Covid-19 : pourquoi les marchés d’animaux sauvages sont des viviers à virus
Une étude américaine explique comment les virus se propagent dans le commerce d'animaux du monde entier. Elle pointe notamment du doigt les chiens viverrins et civettes de Wuhan responsables du Covid-19.
Une nouvelle étude publiée par la revue américaine Cell fait l’effet d‘un coup de tonnerre dans le monde scientifique. Elle situe l'origine de la pandémie de COVID-19 à Wuhan, au marché de Huanan, et évoque l’implication de plusieurs animaux sauvages - chiens viverrins, civettes, rats du bambou – comme hôtes intermédiaires et vecteurs de la maladie avant une transmission à l’humain.
"Le SARS-CoV-2 n’était pas le seul virus à potentiel zoonotique présent sur le marché à la fin de 2019", rapporte Florence Débarre, l’une des auteurs de l’étude, au Parisien. L’équipe de chercheurs, qui a étudié l’ADN de ces animaux positifs au Covid19 et les a comparés à ceux d’autres marchés d’animaux, a notamment retrouvé la grippe aviaire H9N2, mais aussi des coronavirus canins ou du hérisson.
Des marchés qui aggravent le risque de propagation des virus
"On sait depuis très longtemps que la vente d’animaux vivants sur des marchés représente un risque très important (…) de contaminer l’homme", ajoute le directeur de recherche et virologue Étienne Decroly. Lorsque plusieurs espèces différentes sont vendues au même droit, le risque est accru, car le nombre de potentiels hôtes intermédiaires augmente.
Dans ces marchés, où l’on achète de la viande fraîchement abattue mais où l’insalubrité est parfois au rendez-vous, "la promiscuité étroite entre des personnes et différents animaux stressés, affaiblis, parfois même malades, offre des conditions idéales pour les virus souvent très adaptables" rappelait le site de la WWF en 2020.

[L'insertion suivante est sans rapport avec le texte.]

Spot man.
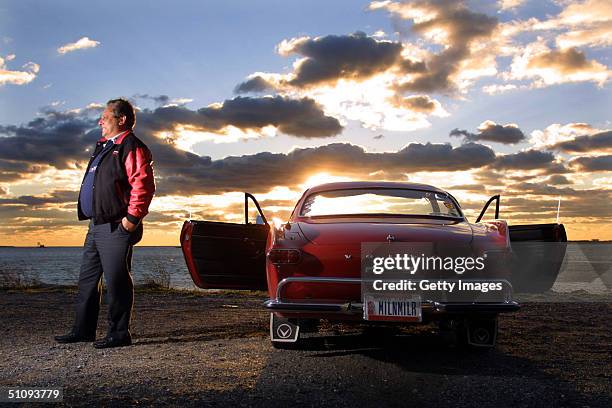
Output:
[55,99,155,348]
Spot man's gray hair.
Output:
[106,98,136,129]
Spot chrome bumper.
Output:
[264,277,521,315]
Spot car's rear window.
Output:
[300,188,461,218]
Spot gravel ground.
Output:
[0,289,612,407]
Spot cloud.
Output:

Autant de critères qui favorisent la transmission à l’homme. "Le problème avec la vente d’animaux sauvages capturés dans la nature, c’est que leur mise en vente légale ou illégale est effectuée sans contrôle médical préalable", ajoute le site de la WWF.

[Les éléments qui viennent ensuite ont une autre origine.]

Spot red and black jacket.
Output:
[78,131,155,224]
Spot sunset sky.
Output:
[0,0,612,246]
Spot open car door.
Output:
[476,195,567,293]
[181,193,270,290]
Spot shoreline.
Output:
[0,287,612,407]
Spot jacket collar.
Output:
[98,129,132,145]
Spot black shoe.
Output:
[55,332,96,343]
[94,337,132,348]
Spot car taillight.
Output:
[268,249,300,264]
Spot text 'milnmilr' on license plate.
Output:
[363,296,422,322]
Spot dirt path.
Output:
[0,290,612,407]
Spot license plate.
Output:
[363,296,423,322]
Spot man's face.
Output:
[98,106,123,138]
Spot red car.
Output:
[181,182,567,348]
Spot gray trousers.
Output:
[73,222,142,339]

Capturés dans la nature et victimes d’une réduction drastique de leur habitat, certains animaux découvrent également la promiscuité avec l’homme pour la première fois. Les agents pathogènes peuvent alors facilement apparaître. La Suède, par exemple, a connu avec le déclin des cerfs une forte augmentation du nombre de tiques porteuses de méningite en 2023.
Un business très juteux en Asie de l’Est
Malgré le dur bilan du passé (et les 800 morts et 8000 cas de Sras déjà connus en 2003, en grande partie par la Chine), les marchés d’animaux sauvages (aussi appelés "wetmarkets") restent monnaie courante en Amérique latine et en Asie de l’est : Vietnam, Hong Kong, Thaïlande, Japon….

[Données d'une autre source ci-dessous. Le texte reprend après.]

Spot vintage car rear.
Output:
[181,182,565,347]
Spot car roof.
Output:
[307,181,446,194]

En 2020, la Chine s’est engagée, en pleine épidémie de Covid-19, à interdire la consommation et le commerce de certains animaux sauvages terrestres comme les pangolins et les civettes, s’ils ne sont pas issus de fermes d’élevage. Mais stopper une industrie qui rapporte, selon l’Académie chinoise de l’industrie, près de 100 milliards d’euros par an et fait vivre 14 millions de personnes n’est pas chose aisée. Et le trafic d’animaux sauvages est loin d’avoir disparu. Temporairement fermé en 2020, le marché de Huanan a vite été réouvert, comme les autres "wetmarkets" chinois.
Aux États-Unis, ce sont les marchés aux poulets vivants qui font craindre les infections, la grippe aviaire en tête. Selon le New York Times, New York regroupe environ 70 sites de vente d’animaux vivants (poulets, moutons, porcs…etc), parfois situés près d’écoles. Tous sont censés effectuer des contrôles et désinfections plusieurs fois par an.
Dans le Nord-Est des États-Unis, "environ 25 millions d'oiseaux sont vendus sur des marchés vivants chaque année (…)" déclare Ann Linder, directrice associée du programme de droit et de politique animale à Harvard. "Nous utilisons et consommons des animaux ici à des niveaux plus élevés que dans presque tous les autres pays du monde", a-t-elle déclaré.